Madracis auretenra forms hemispherical clumps that can be a metre or more across. Each colony is formed of densely packed, cylindrical branches with blunt, finger-like tips. In fore-reef habitats the branches are slender but in back-reef and lagoon habitats they are more robust and the clumps are larger. The hard skeletal material of which the colony is built is in most coral species covered by a thin layer of living tissue, the coenosarc. M. auretenra is unusual in this respect because, as the coral grows, the coenosarc progressively dies back on the lower parts of the branches leaving the skeleton bare, and only the tips of the branches are covered with living tissue. The corallites are from 1.1 to 1.6 mm in diameter and have at least ten septa. This coral is bright yellow.

==Ecology==
Madracis auretenra is a zooxanthellate coral, housing symbiotic single-celled protists within its tissues. These provide the products of photosynthesis to the coral and use some of the coral's waste products. To supplement this food supply, the coral polyps spread their tentacles to catch zooplankton, feeding mostly on the larvae of crustaceans, polychaete worms and arrow worms.

M. auretenra is a hermaphrodite; individual colonies contain both male and female gonads. Liberation of gametes into the sea is linked to the phase of the moon and other factors. After fertilisation, the planula larvae form part of the plankton and eventually settle on the seabed and undergo metamorphosis into polyps. In some instances, M. auretenra has been observed to retain the gametes on its mesenteries and pseudo-brood the larvae briefly before liberating them into the sea.

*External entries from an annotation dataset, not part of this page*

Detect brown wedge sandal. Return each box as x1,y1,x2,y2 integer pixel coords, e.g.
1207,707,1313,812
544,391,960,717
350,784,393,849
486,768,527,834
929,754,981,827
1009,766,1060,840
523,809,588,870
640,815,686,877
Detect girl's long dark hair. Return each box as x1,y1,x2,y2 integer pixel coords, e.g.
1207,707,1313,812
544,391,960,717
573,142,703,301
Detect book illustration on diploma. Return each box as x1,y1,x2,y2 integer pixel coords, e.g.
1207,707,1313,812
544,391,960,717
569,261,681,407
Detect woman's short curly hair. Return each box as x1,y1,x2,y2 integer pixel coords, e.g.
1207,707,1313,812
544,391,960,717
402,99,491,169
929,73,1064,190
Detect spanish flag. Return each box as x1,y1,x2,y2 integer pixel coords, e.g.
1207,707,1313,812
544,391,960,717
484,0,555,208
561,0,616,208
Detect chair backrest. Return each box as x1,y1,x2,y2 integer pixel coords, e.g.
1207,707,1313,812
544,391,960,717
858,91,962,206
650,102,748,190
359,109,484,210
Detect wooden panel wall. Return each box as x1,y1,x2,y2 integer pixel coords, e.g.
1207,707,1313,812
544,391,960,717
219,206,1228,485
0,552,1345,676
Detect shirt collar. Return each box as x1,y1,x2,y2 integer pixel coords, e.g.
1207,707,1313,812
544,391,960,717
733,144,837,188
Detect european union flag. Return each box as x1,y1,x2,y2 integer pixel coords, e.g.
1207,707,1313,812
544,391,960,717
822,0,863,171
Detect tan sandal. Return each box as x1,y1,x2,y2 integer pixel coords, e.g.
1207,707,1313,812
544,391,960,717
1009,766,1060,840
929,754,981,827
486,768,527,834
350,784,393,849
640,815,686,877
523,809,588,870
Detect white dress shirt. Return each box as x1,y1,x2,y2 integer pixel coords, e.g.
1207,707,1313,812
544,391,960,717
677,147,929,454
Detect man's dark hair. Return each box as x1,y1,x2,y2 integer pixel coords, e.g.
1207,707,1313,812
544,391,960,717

M. auretenra also reproduces readily by fragmentation, a form of asexual reproduction. Even quite small fragments of the coral are able to survive and grow into new colonies; survival rates in trial studies varied between 29 and 81%, with the rates being highest in fore-reef environments and lowest in lagoons where there were higher levels of sedimentation.

M. auretenra has been used as a study organism to predict the effects of ocean acidification on corals. By manipulating the composition of modified sea water in which the corals were kept, it has been shown that the carbonate or aragonite concentration of the water, the factor usually considered as important predictors, was less relevant than the bicarbonate concentration.